仮に、トータルで50万円払い込む医療保険に加入した場合を考えます。分かりやすく入院給付金だけで、この保険のモトを取ろうと思ったら、何日入院する必要があるでしょうか。単純計算ですが、50万円÷5000円=100日以上入院する必要があります。だったら、タンス預金しておけば医療費以外にも使えるし、より柔軟な使い道が考えられそうです。

将来に対する年金不安に対応する商品として、年金保険というのがあります。商品によっていろいろなバリエーションがあるのですが、金利が高い時代の年金保険というのは、消費者にとても有利な商品がありました。民間の年金保険に入っていれば、支払った額の2倍、3倍が戻ってくるような商品があったのです。

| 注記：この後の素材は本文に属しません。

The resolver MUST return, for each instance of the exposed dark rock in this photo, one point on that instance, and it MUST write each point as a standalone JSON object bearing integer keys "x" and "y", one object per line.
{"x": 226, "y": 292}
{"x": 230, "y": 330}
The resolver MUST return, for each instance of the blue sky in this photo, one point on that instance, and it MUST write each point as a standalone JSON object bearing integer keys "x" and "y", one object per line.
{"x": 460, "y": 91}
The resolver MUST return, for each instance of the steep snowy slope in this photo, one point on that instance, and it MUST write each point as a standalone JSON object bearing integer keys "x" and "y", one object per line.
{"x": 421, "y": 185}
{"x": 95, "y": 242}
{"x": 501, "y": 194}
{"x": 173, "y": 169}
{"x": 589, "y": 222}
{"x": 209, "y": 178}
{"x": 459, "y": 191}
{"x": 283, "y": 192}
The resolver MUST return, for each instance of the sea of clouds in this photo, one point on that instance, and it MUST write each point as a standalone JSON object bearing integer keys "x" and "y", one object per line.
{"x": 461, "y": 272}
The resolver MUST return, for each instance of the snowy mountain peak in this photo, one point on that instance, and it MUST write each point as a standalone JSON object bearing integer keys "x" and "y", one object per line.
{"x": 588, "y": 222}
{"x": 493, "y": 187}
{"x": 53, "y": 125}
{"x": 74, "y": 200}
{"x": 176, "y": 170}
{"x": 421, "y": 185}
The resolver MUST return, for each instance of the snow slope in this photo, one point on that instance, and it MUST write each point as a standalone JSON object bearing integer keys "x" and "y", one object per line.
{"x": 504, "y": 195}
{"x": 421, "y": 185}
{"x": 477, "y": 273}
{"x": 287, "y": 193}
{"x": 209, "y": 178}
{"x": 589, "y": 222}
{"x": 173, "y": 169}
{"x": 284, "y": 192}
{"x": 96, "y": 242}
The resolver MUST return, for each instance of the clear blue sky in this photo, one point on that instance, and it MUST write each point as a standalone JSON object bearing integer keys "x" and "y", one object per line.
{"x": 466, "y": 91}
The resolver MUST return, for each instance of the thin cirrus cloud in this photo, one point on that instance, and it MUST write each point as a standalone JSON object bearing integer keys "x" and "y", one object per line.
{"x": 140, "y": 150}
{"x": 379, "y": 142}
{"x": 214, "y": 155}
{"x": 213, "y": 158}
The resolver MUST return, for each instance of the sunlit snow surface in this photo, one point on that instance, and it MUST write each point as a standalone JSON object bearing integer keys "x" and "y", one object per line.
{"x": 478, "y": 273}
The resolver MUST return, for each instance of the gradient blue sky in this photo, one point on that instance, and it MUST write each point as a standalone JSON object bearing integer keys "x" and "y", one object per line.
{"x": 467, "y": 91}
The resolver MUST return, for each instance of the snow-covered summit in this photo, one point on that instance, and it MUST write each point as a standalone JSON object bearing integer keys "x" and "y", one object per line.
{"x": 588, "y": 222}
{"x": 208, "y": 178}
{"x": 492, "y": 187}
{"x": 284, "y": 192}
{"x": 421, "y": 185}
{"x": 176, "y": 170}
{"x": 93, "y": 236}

でも、今はそんな戻りが保証されている商品はありません。せいぜい元本に数%から、どんなに良くても10~20%程度の利息がついて戻ってくるだけです。通常は短期間で解約すると、元本割れします。もちろん、そういった商品であることに納得されて加入される分には問題ない場合もあると思います。ただ、「そのリスクは本当に生命保険でカバーするべきか?」という点は必ず検討して、納得のうえで加入するべきと思います。